Some years ago, the film Black Gold created a considerable stir by highlighting the lot of coffee growers and their workers… it appears that the same is about to happen for the chocolate industry, when the film Nothing Like Chocolate appears.
This year’s Chocolate Week will run from October 8-14, and is the trade’s main event for talks, tastings, demonstrations and samplings. This year, the main talking point may well come from the film which shows the work of ‘anarchist chocolatier’ Mott Green, the man who formed the Grenada Chocolate Company, as a one-man rebellion against the ‘entrenched industry practices of irresponsible corporate greed, tasteless, and synthetic products’.
In the rain forests of Grenada, he has used solar power and small-scale antique equipment in a genuine worker-owned co-operative, to turn out what is now not just a high-quality chocolate, but also an extremely expensive one.
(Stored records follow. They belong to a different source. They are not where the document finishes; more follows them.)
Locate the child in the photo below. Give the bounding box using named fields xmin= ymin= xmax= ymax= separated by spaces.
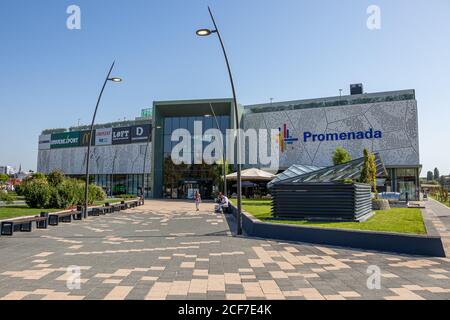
xmin=194 ymin=191 xmax=202 ymax=211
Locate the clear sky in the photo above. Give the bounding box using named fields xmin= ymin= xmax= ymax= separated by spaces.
xmin=0 ymin=0 xmax=450 ymax=176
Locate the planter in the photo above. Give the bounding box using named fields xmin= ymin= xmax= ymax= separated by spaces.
xmin=372 ymin=199 xmax=391 ymax=210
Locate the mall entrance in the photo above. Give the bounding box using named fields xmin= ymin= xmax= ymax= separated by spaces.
xmin=177 ymin=180 xmax=213 ymax=199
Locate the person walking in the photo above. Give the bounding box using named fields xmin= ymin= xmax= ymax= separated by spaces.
xmin=194 ymin=191 xmax=202 ymax=211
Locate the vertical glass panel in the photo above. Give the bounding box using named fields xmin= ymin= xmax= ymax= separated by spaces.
xmin=170 ymin=117 xmax=180 ymax=130
xmin=164 ymin=118 xmax=172 ymax=134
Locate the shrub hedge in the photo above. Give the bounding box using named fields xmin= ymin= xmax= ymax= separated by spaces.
xmin=20 ymin=172 xmax=106 ymax=209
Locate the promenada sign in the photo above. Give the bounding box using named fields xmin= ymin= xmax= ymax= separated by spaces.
xmin=303 ymin=128 xmax=383 ymax=142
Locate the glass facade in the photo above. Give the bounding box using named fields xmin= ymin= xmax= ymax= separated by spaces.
xmin=163 ymin=116 xmax=230 ymax=199
xmin=389 ymin=168 xmax=420 ymax=200
xmin=94 ymin=174 xmax=151 ymax=198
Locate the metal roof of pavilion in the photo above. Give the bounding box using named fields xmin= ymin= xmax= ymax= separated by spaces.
xmin=267 ymin=164 xmax=323 ymax=188
xmin=269 ymin=153 xmax=388 ymax=187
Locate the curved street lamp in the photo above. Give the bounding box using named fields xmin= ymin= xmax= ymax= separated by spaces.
xmin=196 ymin=7 xmax=242 ymax=235
xmin=82 ymin=61 xmax=122 ymax=218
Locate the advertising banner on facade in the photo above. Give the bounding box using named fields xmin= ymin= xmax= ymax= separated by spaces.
xmin=39 ymin=134 xmax=52 ymax=150
xmin=112 ymin=127 xmax=131 ymax=144
xmin=131 ymin=124 xmax=152 ymax=143
xmin=50 ymin=132 xmax=80 ymax=149
xmin=80 ymin=130 xmax=95 ymax=147
xmin=95 ymin=128 xmax=112 ymax=146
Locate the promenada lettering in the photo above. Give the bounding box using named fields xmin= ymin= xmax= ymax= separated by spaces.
xmin=303 ymin=128 xmax=383 ymax=142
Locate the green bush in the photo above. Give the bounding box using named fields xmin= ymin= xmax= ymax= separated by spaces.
xmin=21 ymin=173 xmax=106 ymax=209
xmin=23 ymin=179 xmax=52 ymax=209
xmin=0 ymin=190 xmax=14 ymax=204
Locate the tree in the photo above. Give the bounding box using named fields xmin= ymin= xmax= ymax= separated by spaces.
xmin=359 ymin=149 xmax=369 ymax=183
xmin=333 ymin=147 xmax=352 ymax=166
xmin=434 ymin=168 xmax=441 ymax=181
xmin=0 ymin=173 xmax=9 ymax=184
xmin=359 ymin=149 xmax=378 ymax=194
xmin=369 ymin=153 xmax=378 ymax=198
xmin=47 ymin=170 xmax=65 ymax=187
xmin=31 ymin=172 xmax=46 ymax=179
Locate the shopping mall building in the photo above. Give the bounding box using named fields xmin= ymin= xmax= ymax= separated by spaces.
xmin=38 ymin=90 xmax=421 ymax=198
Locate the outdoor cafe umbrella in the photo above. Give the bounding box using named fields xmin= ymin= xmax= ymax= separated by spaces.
xmin=227 ymin=168 xmax=275 ymax=182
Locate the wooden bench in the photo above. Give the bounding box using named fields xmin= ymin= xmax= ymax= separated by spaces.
xmin=88 ymin=207 xmax=109 ymax=217
xmin=48 ymin=211 xmax=76 ymax=226
xmin=1 ymin=213 xmax=48 ymax=236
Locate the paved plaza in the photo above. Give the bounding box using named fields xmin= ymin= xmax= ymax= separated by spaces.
xmin=0 ymin=200 xmax=450 ymax=300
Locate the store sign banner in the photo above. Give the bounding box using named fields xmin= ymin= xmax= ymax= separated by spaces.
xmin=95 ymin=128 xmax=112 ymax=146
xmin=80 ymin=130 xmax=95 ymax=147
xmin=39 ymin=134 xmax=52 ymax=150
xmin=112 ymin=127 xmax=131 ymax=144
xmin=50 ymin=132 xmax=80 ymax=149
xmin=131 ymin=124 xmax=151 ymax=142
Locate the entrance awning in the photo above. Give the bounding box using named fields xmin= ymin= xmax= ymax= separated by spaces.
xmin=227 ymin=168 xmax=275 ymax=182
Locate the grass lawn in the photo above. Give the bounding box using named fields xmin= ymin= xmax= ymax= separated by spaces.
xmin=430 ymin=197 xmax=450 ymax=208
xmin=237 ymin=200 xmax=426 ymax=234
xmin=0 ymin=206 xmax=61 ymax=220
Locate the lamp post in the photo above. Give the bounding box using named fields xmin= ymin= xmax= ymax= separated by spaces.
xmin=84 ymin=61 xmax=122 ymax=218
xmin=196 ymin=7 xmax=242 ymax=235
xmin=209 ymin=103 xmax=227 ymax=196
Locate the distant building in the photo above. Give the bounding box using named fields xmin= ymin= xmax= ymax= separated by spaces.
xmin=37 ymin=88 xmax=422 ymax=199
xmin=0 ymin=166 xmax=16 ymax=176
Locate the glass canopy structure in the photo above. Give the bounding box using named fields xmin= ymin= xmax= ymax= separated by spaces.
xmin=268 ymin=153 xmax=388 ymax=188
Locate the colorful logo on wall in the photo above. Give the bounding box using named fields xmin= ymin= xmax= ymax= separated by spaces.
xmin=278 ymin=124 xmax=298 ymax=153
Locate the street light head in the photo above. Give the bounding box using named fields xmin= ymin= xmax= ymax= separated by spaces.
xmin=196 ymin=29 xmax=216 ymax=37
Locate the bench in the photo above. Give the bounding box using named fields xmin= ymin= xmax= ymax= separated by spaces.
xmin=48 ymin=211 xmax=76 ymax=226
xmin=1 ymin=212 xmax=48 ymax=236
xmin=88 ymin=207 xmax=108 ymax=217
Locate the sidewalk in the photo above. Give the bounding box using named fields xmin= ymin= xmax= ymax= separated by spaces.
xmin=425 ymin=199 xmax=450 ymax=257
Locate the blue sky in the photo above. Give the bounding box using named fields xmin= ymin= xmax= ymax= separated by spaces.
xmin=0 ymin=0 xmax=450 ymax=175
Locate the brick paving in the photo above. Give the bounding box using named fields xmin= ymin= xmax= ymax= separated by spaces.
xmin=0 ymin=200 xmax=450 ymax=300
xmin=425 ymin=199 xmax=450 ymax=257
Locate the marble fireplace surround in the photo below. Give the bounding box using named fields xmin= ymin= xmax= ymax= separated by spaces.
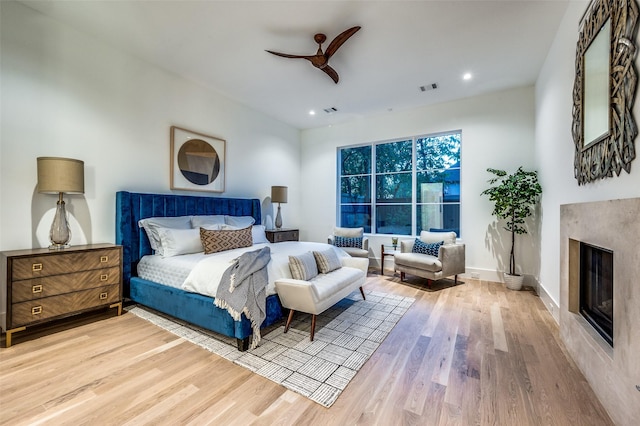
xmin=560 ymin=198 xmax=640 ymax=425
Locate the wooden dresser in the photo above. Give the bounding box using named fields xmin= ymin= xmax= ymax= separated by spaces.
xmin=0 ymin=244 xmax=122 ymax=347
xmin=265 ymin=228 xmax=300 ymax=243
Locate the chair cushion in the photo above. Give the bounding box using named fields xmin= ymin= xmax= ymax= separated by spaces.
xmin=394 ymin=253 xmax=442 ymax=272
xmin=309 ymin=267 xmax=363 ymax=302
xmin=341 ymin=247 xmax=369 ymax=258
xmin=289 ymin=251 xmax=318 ymax=281
xmin=411 ymin=238 xmax=444 ymax=257
xmin=420 ymin=231 xmax=456 ymax=244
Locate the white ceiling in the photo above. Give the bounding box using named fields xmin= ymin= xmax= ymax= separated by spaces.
xmin=18 ymin=0 xmax=577 ymax=129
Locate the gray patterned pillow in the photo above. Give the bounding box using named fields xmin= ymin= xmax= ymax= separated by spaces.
xmin=200 ymin=226 xmax=253 ymax=254
xmin=313 ymin=248 xmax=342 ymax=274
xmin=289 ymin=252 xmax=318 ymax=281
Along the way, we learn that while 70 per cent of the world’s chocolate comes from one African region, much of its harvesting is dependent on not just slave labour, but child-trafficking to provide the workforce, and that cocoa bean prices are blamed for actually causing civil war in west Africa… to which, it is alleged, western governments have turned a blind eye, being influenced by the capitalism of chocolate.
It is said that one of America’s most famous chocolate brands ‘cannot guarantee slave-free cocoa in its chocolate’, and this film promises to ‘expose the practices and politics of how chocolate has moved from a sacred plant to corporate blasphemy’. One speaker in the film refers to the finding that in 2001, some fifteen thousand children were illegally transported to work on the chocolate harvest, and another says that ‘the scale of slavery in the 21st century is getting larger’.
This is not the first time that the subject has been put before the British trade. Six years ago, the outspoken David McKernan, of the Java Republic coffee roastery in Dublin, formed his Other Bean chocolate brand in protest at what he had found when he researched the subject of chocolate farming.
“Chocolate farming is horrendous hard work – it’s appalling,” he said. “There is a huge amount of physical work involved. The pods have to be cut down from huge heights, and while sometimes they use a long stick with a machete on the end, sometimes they have to climb. The beans don’t just fall out of the pod – it’s very hard to get them out, and that’s physical work as well. Very hard work, for very little reward.
“And the industry has been up to its neck in child labour. All the producing countries say they’re against it, but it is certainly still a huge factor. There are kids working in slave conditions, and that’s a fact. They say in some countries it doesn’t happen, and I don’t believe them – the chocolate world is worse than the coffee one.”
It is, McKernan said at the time, a particularly bitter irony that what is probably the most ‘indulgent’ product we buy is also the one which treats its workers worst.
“Absolutely it is – chocolate is the ultimate indulgence, and yet the conditions for the growers can be appalling. There’s a lot of middlemen in this, screwing the farmers, the chocolate companies have managed to cover it all up, and the public just doesn’t know.”
McKernan said at the time that “if I ever get out of coffee, I’ll set up a ‘real chocolate company”.
The film to be previewed in October shows the story of how Mott Green did just that.
His chocolate can be found in the UK – the produce from his Grenada company can be sourced through Rococo of London.
This film may be a benchmark in the trade’s attitude towards chocolate.
Chocolate Week runs from 8th-14th October 2012 and will again finish with the consumer show, Chocolate Unwrapped, on 13th and 14th, which now moves to a bigger venue, at Covent Garden’s original Flower Cellars.